Telehealth education, and in particular VC, is seen as a viable, cost-effective means of providing education to rural and remote staff78,79. With technological advances, a variety of education resources can be made available, impacting on knowledge and skills in the rural and remote arena, and assessment of knowledge and skills can be assessed by VC methods.

However, VC education is not without its challenges in rural and remote areas, including poor internet connection and the clinicians’ ability to operate equipment1,6,76. It is highlighted that equipment familiarity is essential when using VC for education, and Chipps et al2 discusses the importance of well-defined guidelines and operating instructions with videoconference use to alleviate concerns of participants and educators.

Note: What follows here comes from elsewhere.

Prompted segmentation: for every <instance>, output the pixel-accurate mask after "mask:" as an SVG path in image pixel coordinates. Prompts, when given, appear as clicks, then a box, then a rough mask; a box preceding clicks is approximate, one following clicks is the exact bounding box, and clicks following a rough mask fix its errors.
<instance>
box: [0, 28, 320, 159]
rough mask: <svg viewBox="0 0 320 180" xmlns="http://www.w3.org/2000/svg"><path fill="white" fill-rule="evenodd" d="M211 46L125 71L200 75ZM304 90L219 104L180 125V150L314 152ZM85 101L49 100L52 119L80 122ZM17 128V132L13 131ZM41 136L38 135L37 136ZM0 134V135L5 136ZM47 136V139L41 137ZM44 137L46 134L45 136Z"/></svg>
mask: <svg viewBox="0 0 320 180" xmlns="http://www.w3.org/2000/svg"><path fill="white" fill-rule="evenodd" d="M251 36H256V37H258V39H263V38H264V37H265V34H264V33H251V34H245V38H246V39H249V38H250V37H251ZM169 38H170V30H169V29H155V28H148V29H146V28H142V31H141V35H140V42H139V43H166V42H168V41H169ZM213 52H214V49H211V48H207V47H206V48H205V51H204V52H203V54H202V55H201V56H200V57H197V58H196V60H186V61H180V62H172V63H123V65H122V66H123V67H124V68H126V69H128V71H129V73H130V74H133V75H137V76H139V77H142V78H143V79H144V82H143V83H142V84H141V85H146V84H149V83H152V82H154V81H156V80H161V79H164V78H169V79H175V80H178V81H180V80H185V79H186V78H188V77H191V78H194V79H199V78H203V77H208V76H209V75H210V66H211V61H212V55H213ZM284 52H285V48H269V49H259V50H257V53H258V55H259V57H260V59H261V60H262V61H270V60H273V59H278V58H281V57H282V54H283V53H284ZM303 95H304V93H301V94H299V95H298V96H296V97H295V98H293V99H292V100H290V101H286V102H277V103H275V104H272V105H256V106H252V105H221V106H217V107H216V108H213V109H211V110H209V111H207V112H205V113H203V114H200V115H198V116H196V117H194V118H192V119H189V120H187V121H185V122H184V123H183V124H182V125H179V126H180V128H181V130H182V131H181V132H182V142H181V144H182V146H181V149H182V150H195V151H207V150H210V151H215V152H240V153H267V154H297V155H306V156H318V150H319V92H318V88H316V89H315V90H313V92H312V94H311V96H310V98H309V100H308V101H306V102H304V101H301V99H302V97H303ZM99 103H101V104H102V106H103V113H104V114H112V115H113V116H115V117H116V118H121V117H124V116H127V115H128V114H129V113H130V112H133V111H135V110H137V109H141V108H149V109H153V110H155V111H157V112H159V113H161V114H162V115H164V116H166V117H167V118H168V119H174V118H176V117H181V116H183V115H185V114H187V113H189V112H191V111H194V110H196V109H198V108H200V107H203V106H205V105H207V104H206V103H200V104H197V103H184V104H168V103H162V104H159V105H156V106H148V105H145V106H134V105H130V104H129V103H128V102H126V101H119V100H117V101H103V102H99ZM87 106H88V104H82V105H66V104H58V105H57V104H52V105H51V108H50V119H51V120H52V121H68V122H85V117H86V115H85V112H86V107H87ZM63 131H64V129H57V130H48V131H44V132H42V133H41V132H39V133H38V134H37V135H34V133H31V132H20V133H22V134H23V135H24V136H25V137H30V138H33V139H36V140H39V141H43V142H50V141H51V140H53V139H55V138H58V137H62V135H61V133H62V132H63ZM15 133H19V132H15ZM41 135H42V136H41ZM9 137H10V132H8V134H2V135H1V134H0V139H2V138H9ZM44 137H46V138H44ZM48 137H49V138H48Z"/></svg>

Notwithstanding the methodological limitations of the studies, there appears to be adequate evidence for VC education to have an impact on cultivating knowledge for rural and remote nurses and midwives. The paucity of high-quality research warrants further investigation focusing on scrupulously planned studies. Larger studies evaluating effectiveness of videoconference educational interventions pertaining to the impact on knowledge and skills is needed to quantify the scholastic gains.


The authors acknowledge Cherie O’Brien for involvement in data extraction, and Leeanne Trenning for data extraction and validation of data analysis.